Major (and Minor) Achievements

Major achievements

— Finding Our Fathers (1977), the first English-language book on tracing Jewish ancestors, launched the modern Jewish genealogy movement.

— Helped foster the development of the “alternative media movement” through my involvement in Chicago Journalism Review, the Welcomat, Philadelphia Forum and the arts and culture website Broad Street Review.

— I was a pioneer in compiling “rich lists” within various communities, and my files provided the nucleus of the first “Forbes 400″ list of wealthiest Americans (1982).

— Similarly, I compiled the first lists of America’s most generous living philanthropists for Town & Country (1983-89) and American Benefactor (1997-98). These may have influenced the huge increases in philanthropy by living Americans since the mid-1980s.

— In the course of championing free speech, I defended seven libel suits, all successfully.

— Wrote the first guidebook for inheritors (The Inheritor’s Handbook, 1998).

— My co-authored book, Revolution On Wall Street (1993), was one of the first to advocate converting the New York Stock Exchange from a not-for-profit membership organization to a publicly-traded corporation, which came to pass in 2006.

Minor achievements

— Secured first imedia interview in years with reclusive Motorola chairman Robert Galvin (for Wall Street Journal, 1969).

— Came up with enduring nickname of “The Frog” for Eugene L. Roberts, legendary executive editor of Philadelphia Inquirer, 1972-1990, later managing editor of New York Times. (Philadelphia magazine, August 1973).

— First published use of the term “Yuppie” as abbreviation for “young urban professional” (Chicago Magazine, May 1980; for details, click here).

— First editor in the U.S. to publish a regular column by an openly gay columnist in a non-gay publication. (“Different Strokes,” by Thom Nickels, which first appeared in the Welcomat, Philadelphia, 1984.)

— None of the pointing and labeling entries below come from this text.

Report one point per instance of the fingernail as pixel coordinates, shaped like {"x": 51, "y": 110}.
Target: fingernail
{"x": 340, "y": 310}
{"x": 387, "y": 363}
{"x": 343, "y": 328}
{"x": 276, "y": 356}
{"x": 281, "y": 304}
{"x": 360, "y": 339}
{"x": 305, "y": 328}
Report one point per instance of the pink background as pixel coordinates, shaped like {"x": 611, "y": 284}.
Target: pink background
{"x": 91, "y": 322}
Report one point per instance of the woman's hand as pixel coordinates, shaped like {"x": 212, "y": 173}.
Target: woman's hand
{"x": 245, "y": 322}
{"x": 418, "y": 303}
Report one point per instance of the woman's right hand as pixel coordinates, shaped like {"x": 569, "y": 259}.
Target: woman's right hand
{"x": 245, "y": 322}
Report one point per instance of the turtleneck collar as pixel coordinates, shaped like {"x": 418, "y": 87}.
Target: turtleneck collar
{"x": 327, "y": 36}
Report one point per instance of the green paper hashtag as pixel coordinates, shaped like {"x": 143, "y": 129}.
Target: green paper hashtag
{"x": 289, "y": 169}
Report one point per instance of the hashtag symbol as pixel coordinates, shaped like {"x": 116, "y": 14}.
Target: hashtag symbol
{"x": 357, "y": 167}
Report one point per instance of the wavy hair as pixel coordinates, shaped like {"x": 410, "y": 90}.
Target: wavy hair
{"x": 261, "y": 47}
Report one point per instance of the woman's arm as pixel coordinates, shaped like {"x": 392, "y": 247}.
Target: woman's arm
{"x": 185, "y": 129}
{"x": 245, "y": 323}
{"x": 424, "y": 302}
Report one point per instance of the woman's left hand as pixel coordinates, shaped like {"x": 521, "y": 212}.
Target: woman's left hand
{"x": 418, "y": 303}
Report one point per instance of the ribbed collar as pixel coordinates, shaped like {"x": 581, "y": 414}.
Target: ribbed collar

— First to propose that the Free Library of Philadelphia develop a private fund-raising capability (column in Philadelphia Inquirer, March 1, 1982).

— First journalist to write in print about the nasty real-life persona lurking behind Bill Cosby’s avuncular public image, long before Cosby’s habitual sexual predations were exposed. (Welcomat, Philadelphia, December 9, 1992.)

— First to identify Center City Philadelphia neighborhood of 17th-18th-Walnut-Sansom as “The French Quarter,” later officially designated as such on street signs (Philadelphia Magazine, July 1998).

— A quarter-century before Donald Trump got into politics, I presciently (albeit facetiously) proposed that he be executed as a public nuisance (Welcomat, Philadelphia, July 17, 1991).